Food Features Painting the Plate
Felicity Souter’s Painting the Plate Illustrates the Connections Between Food and Art

There is perhaps nothing more universal than food. Regardless of race, gender, age, profession, even species, we all have to eat. And it’s not just a necessity: For many of us, food functions as a highlight of our days. We look forward to that salad we packed for lunch or the reservations we made for after work or the snack we tucked into our tote bag on the way out the door.

Art is nearly as universal as food, and artists are no different from the rest of us, shaping their days not just around painting or observing studio models but around soups and pies and steaming plates of rice. In her new book Painting the Plate: 52 Recipes Inspired by Great Works of Art from Mark Rothko, Frida Kahlo and Many More, Felicity Souter seeks to highlight these connections between food and artists by crafting recipes meant to visually mirror famous works of art.
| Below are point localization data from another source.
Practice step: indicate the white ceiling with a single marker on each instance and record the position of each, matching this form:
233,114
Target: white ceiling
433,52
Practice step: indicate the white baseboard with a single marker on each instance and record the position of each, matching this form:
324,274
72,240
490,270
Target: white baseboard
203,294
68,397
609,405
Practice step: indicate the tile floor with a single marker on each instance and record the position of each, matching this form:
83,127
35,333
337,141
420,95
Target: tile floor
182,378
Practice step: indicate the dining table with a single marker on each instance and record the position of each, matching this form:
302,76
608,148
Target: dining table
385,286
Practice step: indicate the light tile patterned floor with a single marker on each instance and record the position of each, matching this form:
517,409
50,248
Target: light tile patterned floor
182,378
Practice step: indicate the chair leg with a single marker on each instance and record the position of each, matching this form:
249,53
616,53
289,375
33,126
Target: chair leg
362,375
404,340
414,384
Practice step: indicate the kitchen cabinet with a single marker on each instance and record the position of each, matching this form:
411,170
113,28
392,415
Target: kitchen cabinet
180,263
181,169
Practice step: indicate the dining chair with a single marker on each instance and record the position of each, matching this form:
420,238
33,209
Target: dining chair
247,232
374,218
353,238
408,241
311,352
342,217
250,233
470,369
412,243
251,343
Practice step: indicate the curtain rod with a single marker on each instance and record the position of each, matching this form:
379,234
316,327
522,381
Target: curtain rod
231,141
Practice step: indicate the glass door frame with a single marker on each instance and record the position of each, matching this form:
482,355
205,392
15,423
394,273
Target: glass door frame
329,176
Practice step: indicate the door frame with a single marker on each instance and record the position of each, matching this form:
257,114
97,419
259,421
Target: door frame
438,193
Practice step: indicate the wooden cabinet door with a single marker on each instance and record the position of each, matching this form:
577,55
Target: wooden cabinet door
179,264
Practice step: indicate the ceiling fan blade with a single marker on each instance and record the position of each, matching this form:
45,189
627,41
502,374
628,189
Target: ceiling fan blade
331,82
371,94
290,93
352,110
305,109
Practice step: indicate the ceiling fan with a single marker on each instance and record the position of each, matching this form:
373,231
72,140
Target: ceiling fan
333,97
Recipes in the book are inspired by works from artists ranging from Marina Abramović to Jean-Michel Basquiat, from Man Ray to Salvador Dalí.

Souter, who studied Fine Art at Newcastle University, was raised with a love of food, and throughout her career in the art world, she wanted to find a way to bring two of her passions together; Painting the Plate is the result. “​​I have always been obsessed with making things, and in my mind, art and cooking are very much interconnected,” explains Souter. “They both offer me a chance to get my hands dirty and experience the joy of bringing together individual elements to make something new.”

What I love about this book is the fact that it has such wide appeal. Home cooks will appreciate recipes like Roasted Pineapple Meringue Pie (Bridget Riley), Beetroot-Cured Salmon with Homemade Blinis (Lowell Blair Nesbitt) and Roasted Pepper Tart with a Parmesan Crust (Mark Rothko). You don’t have to spend much time in the kitchen to get something from the book, though; every recipe and artist feature also contains nuggets of art history, presented through the lens of food, of course. The result is a cookbook that appeals to art lovers just as much as it appeals to those attempting to craft a dinner party menu.

Not every work of art in the book was easy to pair with a dish, though. “The artwork I struggled to adapt the most was probably Georgette Chen’s Rambutans (c. 1965), which became Singaporean-inspired laksa with fish balls,” says Souter. “I absolutely love Chen’s work and was determined to include her story in the book, but the selection of images available to us was slightly limited, and I struggled to find a recipe that had both a link to the artist and a strong visual connection. But a eureka moment came at 3 a.m. one night, and now, I think it’s one of the most striking images in the book.”

If you’re interested in learning about art history—and about food—in a perhaps unconventional but illuminating way, this cookbook delivers a multisensory experience sure to make you rethink the way you digest art. “I hope Painting the Plate offers an alternative perspective on art history, perhaps humanising some of the great artists we revere so much,” says Souter. Maybe it can also help us draw deeper connections between food and art, between these universals that unite us, between the stuff that keeps us alive and the stuff we want to stay alive for.